Ces deux candidats n'avaient pas réussi à s'entendre au cours de la dernière ligne droite de la campagne, confortant les chances de victoire du représentant du pouvoir en place, qui a misé sur la poursuite de la politique engagée. M. Sarkissian se félicite notamment d'une croissance d'environ 13 % de moyenne ces trois dernières années.

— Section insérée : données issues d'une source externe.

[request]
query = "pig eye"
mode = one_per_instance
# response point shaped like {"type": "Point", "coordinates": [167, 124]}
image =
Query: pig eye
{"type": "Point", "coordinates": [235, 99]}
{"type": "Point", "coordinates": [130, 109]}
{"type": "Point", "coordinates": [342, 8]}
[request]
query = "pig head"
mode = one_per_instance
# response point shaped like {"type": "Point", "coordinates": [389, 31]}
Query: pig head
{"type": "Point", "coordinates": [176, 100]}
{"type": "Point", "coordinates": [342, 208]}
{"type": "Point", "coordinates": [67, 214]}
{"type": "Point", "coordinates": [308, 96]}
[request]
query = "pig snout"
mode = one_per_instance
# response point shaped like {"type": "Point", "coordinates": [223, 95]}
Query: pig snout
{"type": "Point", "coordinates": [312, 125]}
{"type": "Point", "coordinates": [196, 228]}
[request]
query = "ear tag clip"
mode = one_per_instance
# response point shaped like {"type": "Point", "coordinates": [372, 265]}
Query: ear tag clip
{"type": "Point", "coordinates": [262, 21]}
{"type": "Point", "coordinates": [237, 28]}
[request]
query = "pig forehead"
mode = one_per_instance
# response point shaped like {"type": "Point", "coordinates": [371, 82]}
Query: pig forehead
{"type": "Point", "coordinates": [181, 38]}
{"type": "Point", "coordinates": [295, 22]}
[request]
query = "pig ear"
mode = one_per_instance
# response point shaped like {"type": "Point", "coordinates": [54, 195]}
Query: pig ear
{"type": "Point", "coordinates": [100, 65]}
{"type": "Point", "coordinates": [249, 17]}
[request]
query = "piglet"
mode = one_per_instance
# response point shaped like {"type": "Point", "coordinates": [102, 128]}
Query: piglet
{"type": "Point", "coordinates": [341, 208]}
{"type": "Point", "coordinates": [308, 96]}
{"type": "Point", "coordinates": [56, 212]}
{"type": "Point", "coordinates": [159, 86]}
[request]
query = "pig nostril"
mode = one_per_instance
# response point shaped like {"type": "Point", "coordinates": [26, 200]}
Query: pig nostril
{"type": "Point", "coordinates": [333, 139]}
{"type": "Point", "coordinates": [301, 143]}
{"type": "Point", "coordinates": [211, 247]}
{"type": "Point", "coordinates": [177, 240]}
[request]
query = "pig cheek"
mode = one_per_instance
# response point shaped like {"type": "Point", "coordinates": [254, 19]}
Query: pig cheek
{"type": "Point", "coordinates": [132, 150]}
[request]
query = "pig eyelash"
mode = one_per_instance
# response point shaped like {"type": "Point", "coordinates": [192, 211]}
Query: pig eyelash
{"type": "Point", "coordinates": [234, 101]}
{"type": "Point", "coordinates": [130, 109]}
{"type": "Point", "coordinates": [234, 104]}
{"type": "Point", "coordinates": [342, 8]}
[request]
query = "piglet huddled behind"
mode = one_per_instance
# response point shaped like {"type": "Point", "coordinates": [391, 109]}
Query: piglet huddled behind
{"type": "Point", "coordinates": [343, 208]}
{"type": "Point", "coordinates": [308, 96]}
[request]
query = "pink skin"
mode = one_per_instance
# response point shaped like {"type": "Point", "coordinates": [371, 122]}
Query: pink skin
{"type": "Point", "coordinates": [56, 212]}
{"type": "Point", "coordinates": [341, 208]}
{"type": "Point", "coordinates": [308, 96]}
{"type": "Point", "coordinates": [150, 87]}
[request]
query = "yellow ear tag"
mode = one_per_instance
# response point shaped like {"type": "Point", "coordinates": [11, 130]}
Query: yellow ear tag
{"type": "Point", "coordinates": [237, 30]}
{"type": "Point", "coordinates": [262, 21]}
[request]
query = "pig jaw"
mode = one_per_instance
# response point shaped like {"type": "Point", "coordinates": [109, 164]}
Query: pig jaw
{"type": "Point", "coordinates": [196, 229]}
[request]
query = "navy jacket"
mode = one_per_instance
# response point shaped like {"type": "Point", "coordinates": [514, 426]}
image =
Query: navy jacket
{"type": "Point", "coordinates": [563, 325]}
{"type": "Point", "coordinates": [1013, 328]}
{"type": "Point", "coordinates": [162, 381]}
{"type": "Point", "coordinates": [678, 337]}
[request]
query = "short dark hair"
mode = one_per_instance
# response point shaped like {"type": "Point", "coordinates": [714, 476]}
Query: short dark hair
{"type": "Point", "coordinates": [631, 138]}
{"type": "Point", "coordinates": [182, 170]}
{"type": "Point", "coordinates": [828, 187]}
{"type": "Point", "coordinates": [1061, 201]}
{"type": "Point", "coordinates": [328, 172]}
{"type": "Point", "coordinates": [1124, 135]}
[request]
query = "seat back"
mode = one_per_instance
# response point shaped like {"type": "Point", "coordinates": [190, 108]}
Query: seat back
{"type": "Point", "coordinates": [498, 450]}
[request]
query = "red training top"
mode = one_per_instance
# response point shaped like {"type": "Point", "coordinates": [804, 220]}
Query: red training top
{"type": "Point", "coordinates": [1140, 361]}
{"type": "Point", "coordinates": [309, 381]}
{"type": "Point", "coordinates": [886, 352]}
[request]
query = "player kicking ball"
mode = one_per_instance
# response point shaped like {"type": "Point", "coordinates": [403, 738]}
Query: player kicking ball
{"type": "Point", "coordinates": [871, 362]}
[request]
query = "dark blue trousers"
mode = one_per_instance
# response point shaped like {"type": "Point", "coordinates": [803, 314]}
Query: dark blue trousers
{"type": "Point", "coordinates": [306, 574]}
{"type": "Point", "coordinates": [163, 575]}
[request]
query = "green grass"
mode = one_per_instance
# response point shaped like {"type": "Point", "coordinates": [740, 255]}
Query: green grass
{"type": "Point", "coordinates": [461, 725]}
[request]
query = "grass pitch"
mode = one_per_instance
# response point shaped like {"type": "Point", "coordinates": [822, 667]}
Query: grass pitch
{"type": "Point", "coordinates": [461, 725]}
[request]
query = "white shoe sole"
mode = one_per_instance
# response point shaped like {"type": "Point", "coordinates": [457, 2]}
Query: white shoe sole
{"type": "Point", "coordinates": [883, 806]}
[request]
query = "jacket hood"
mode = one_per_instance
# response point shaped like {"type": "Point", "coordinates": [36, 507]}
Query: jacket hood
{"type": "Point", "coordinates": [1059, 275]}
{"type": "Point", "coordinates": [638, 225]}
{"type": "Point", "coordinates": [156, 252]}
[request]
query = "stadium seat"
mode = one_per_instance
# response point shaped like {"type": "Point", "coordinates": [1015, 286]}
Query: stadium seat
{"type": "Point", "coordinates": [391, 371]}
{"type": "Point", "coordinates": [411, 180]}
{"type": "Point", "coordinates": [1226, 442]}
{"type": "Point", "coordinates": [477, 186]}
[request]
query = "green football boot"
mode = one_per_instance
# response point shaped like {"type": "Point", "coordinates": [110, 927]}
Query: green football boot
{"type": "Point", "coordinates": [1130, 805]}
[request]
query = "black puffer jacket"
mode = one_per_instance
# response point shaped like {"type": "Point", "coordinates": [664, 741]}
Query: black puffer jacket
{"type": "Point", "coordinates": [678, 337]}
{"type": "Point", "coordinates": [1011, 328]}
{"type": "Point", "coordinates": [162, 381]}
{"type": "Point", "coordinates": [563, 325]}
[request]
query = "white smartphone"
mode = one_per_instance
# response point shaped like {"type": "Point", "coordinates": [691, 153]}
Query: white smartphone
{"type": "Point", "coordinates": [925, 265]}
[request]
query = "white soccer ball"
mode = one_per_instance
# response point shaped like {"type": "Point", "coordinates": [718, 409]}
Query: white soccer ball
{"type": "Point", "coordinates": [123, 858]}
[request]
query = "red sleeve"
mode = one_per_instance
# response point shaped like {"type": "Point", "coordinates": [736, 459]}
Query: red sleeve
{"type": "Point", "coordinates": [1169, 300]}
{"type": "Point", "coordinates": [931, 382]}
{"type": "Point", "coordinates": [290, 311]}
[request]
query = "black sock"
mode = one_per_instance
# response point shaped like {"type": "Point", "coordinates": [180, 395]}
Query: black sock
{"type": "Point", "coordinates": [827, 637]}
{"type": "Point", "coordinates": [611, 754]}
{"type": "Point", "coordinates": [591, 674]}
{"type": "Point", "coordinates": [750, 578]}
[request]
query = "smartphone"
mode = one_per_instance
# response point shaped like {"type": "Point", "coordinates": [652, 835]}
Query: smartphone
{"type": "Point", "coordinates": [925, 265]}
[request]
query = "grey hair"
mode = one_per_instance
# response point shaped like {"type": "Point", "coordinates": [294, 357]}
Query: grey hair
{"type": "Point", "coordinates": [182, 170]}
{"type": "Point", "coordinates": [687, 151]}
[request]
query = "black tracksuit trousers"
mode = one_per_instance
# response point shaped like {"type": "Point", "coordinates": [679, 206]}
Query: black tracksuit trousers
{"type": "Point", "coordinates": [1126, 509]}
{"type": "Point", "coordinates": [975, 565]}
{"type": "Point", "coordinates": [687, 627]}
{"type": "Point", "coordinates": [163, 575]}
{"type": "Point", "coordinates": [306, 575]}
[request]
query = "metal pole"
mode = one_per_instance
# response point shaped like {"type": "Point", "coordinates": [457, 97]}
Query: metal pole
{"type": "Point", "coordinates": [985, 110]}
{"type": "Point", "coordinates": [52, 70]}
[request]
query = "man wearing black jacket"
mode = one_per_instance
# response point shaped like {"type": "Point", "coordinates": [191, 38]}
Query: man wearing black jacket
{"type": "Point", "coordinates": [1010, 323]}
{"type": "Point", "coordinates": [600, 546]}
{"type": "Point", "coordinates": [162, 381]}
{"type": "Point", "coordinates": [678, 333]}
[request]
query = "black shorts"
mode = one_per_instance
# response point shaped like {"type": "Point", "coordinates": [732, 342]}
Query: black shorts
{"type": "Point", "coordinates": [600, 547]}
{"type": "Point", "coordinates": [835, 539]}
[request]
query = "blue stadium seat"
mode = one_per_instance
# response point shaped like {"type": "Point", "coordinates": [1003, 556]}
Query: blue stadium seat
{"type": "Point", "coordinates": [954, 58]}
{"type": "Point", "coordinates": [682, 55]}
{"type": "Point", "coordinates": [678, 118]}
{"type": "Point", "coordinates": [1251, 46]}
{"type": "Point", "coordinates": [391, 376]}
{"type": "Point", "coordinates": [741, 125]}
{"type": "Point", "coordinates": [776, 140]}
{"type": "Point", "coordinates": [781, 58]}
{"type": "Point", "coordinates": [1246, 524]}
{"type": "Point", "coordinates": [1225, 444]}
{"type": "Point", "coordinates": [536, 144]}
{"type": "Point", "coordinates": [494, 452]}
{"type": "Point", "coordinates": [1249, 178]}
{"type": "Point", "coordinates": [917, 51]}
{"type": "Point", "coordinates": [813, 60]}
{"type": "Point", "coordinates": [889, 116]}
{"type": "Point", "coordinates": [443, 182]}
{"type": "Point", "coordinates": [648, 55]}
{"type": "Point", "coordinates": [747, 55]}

Avant même la proclamation des résultats, l'entourage de Levon Ter Petrossian a dénoncé, durant la nuit, des manipulations multiples, des bourrages d'urne et des pressions exercées sur les électeurs. Il affirme que plusieurs de ses militants ont été battus. Autre grief : l'attitude de la commission électorale centrale, qui aurait volontairement retardé la publication des résultats dans les bureaux de vote très favorables à l'ancien président. Estimant que Levon Ter Petrossian l'a emporté dès le premier tour, son équipe dénonce un "coup de force criminel". Au cours de la campagne, Serge Sarkissian avait déjà été accusé par l'opposition d'utiliser les ressources administratives et les chaînes de télévision pour soutenir sa candidature.
M. Ter Petrossian, qui a réussi un retour inattendu au cours de cette campagne après une décennie de retrait, ne semble guère disposé à accepter sa défaite face à un régime qu'il a qualifié de "mafieux". Son camp a immédiatement appelé les Arméniens à manifester, mercredi 20 février, dans les rues de la capitale Erevan. Il était parvenu à rassembler 50 000 personnes, trois jours avant le scrutin, dans une rare démonstration de force.
Avant même le début du rassemblement, mercredi, les autorités ont déployé dans Erevan d'importants renforts policiers, notamment à proximité des lieux de pouvoir comme le Parlement, écrivent les médias arméniens. La crainte de nouveaux troubles et d'affrontements est présente chez tous les observateurs. Le 27 octobre 1999, un commando armé avait fait irruption dans le Parlement, tuant huit hauts responsables.
Piotr Smolar
Article paru dans l'édition du 21.02.08.